Data Analysis Process

Data Collection

Our dataset is sourced from Yahoo! Finance and it includes daily market statistics for the last 5 years. The timeframe is dynamically determined by the date on which the user runs the data. For instance, if a user executes the code on January 1st, 2024, the dataset will cover the period from that date back to January 1st, 2019. This design ensures that the dataset remains continually relevant, adapting to the specific date of user interaction. These are the key datasets included:

S&P 500 Companies: Historical prices for the full range of companies listed on the S&P 500.
ETFs: Historical prices for industry-specific ETFs, such as XLB (Materials), XLK (Technology), and XLF (Financials), among others.

Data Investigation

In this section, we conducted a thorough investigation of the collected data to understand any underlying patterns, trends, and potential issues that could impact model performance. Key analyses included:

Moving Averages Analysis: By plotting the adjusted close price alongside the 5-day, 30-day, and 60-day moving averages, the graph illustrates the stock's price trend over the past five years. This visualization is useful for identifying long-term trends in the stock's performance, revealing that the MSFT stock has generally increased with occasional dips, which could guide long-term investment decisions. The image on the right shows the plot generated throught our code.
Daily Return Volatility: The daily return percentage graph highlights the volatility in stock returns, showing how much the returns fluctuate on a day-to-day basis. This visualization underscores the unpredictability of the stock market, demonstrating the challenges in making accurate short-term predictions. The image on the right shows the plot generated throught our code.
Cumulative ETF Returns: The cumulative returns graph for 11 ETFs over the last five years provides a broad view of market health across various sectors, including Technology, Health Care, and Energy. The steadily increasing returns suggest that, overall, the market has been healthy, with positive growth trends in these ETFs. The image on the right shows the plot generated throught our code.

Data Preprocessing

The raw data underwent several preprocessing steps to prepare it for modeling:

Data Cleaning: Stocks that had been delisted or were no longer available on Yahoo Finance were removed from the dataset to ensure consistency.
Feature Engineering: Additional features were created to enhance the predictive power of the models. These included moving averages, volatility measures, and technical indicators.
Data Splitting: The dataset was split into training and testing subsets, with an 80/20 split to allow for robust model evaluation.
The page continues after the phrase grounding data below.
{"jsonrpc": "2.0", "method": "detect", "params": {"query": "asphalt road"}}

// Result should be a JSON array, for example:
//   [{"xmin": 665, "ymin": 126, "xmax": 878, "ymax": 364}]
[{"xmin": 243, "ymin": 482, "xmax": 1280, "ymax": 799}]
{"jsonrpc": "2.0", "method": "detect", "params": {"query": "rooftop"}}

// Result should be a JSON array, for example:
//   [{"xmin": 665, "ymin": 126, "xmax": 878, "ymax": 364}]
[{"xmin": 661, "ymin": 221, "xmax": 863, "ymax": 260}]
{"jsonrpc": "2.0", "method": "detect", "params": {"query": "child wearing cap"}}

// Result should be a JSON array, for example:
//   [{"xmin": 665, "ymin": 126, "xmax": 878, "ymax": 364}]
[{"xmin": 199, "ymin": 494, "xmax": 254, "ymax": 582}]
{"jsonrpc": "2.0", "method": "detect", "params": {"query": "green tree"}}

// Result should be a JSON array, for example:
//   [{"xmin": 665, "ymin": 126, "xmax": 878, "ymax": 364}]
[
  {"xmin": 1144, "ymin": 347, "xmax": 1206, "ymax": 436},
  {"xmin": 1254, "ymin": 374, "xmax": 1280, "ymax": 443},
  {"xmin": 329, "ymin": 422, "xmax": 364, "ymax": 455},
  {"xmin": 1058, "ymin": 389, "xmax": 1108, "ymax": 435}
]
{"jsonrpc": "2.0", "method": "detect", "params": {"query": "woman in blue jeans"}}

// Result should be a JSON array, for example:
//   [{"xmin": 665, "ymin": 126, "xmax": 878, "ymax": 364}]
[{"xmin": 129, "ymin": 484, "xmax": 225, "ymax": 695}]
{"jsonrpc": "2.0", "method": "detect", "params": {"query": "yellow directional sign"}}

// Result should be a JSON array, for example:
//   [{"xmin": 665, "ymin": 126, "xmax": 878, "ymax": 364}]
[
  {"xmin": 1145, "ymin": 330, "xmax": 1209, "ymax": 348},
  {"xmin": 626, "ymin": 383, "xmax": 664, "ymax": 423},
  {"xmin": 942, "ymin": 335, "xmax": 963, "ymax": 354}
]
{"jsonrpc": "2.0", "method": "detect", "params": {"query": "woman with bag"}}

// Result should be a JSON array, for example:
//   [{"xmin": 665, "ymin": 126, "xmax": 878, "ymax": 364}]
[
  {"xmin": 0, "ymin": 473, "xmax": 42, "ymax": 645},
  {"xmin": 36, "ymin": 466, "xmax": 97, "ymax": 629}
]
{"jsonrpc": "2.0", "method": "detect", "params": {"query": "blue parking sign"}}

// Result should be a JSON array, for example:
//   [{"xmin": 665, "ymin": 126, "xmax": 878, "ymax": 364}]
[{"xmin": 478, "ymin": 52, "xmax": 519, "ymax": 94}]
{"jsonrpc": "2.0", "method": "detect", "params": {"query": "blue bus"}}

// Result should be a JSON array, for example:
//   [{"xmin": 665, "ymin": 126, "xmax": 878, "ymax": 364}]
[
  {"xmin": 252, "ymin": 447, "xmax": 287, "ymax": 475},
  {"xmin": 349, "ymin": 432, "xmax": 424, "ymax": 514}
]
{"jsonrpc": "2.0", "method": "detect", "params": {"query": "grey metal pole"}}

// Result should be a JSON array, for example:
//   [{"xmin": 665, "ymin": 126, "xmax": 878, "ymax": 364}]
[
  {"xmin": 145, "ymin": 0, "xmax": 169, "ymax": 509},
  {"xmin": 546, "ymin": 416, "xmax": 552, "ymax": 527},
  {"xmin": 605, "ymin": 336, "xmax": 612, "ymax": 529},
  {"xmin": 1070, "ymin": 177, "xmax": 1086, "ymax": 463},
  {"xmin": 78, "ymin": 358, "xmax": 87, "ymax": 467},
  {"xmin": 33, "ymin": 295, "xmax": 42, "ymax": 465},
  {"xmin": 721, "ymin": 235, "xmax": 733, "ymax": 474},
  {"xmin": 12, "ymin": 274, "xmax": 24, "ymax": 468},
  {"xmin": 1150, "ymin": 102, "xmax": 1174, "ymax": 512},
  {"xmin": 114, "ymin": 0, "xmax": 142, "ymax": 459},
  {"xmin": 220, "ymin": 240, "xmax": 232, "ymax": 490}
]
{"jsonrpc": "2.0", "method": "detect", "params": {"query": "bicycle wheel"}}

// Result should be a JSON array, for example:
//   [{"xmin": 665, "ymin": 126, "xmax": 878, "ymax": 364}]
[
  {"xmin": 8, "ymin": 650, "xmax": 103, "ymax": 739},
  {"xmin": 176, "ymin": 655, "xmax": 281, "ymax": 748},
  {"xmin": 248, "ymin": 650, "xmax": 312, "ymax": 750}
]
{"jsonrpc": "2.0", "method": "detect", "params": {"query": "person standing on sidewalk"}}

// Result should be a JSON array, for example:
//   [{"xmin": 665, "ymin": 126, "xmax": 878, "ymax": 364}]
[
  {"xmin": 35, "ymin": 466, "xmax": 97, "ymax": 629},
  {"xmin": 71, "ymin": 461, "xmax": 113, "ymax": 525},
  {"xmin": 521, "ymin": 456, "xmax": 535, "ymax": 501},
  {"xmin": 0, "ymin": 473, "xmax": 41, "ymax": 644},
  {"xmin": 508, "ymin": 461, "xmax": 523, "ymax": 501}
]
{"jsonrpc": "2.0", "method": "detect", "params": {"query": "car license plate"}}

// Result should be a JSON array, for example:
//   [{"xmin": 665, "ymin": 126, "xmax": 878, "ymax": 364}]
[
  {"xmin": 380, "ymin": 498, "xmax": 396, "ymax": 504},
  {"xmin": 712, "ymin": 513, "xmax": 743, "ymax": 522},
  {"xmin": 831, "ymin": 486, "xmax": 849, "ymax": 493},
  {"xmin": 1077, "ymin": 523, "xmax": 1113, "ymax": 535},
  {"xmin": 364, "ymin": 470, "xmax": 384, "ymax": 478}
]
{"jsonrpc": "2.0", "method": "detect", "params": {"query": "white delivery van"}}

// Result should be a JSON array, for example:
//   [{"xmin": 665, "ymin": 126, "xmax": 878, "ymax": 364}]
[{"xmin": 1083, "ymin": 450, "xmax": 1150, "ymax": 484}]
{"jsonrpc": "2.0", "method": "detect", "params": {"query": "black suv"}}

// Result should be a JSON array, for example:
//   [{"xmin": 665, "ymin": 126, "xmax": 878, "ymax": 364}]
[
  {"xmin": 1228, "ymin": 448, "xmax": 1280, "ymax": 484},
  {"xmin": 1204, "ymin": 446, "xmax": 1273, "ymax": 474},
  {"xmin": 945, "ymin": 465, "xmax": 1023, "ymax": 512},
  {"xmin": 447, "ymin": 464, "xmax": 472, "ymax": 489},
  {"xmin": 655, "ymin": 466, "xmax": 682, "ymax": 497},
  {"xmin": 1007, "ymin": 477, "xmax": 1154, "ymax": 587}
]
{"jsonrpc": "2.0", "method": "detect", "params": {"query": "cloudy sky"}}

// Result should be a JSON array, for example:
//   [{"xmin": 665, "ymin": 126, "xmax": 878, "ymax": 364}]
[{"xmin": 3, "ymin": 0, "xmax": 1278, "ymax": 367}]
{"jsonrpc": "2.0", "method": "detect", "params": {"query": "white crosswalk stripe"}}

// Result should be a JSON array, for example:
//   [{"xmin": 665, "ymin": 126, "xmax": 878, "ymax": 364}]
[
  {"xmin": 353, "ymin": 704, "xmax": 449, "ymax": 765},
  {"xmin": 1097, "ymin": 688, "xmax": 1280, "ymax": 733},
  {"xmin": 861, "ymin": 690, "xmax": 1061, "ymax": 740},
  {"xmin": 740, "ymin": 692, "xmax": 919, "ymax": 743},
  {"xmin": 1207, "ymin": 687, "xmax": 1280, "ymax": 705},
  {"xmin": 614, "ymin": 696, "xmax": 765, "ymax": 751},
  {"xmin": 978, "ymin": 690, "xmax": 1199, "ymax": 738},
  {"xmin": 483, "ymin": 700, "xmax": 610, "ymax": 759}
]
Machine Learning Algoritms

kNN Regression

The kNN regression model was used to predict the adjusted close price of the stock based on features such as the opening price, high, low, and volume of the stock. The kNN algorithm works by finding the 'k' nearest data points to the target point and averaging their values to make a prediction. This is how the model was implemented:

Feature Selection and Data Splitting: The features selected for the model included the opening price, high, low, and volume, with the adjusted close price as the target variable. The dataset was split into training (85%) and testing (15%) sets without shuffling to maintain the temporal sequence of the stock prices.
Hyperparameter Tuning: A grid search was conducted to find the optimal hyperparameters, exploring different values of n_neighbors (ranging from 1 to 21), weights (uniform or distance), and metric (Euclidean, Manhattan, and Minkowski). The best combination found was n_neighbors=7, weights=uniform, and metric=manhattan.
Model Performance: Despite the tuning, the model produced a high Mean Squared Error (MSE) of 5421.58, indicating significant deviation between the actual and predicted prices. This large error suggests that the kNN model struggled to capture the volatility and rapid fluctuations in stock prices, making it unsuitable for this prediction task.

Below is the actual versus predicted adjacent close value for Microsoft stock using the kNN Regression algorithm.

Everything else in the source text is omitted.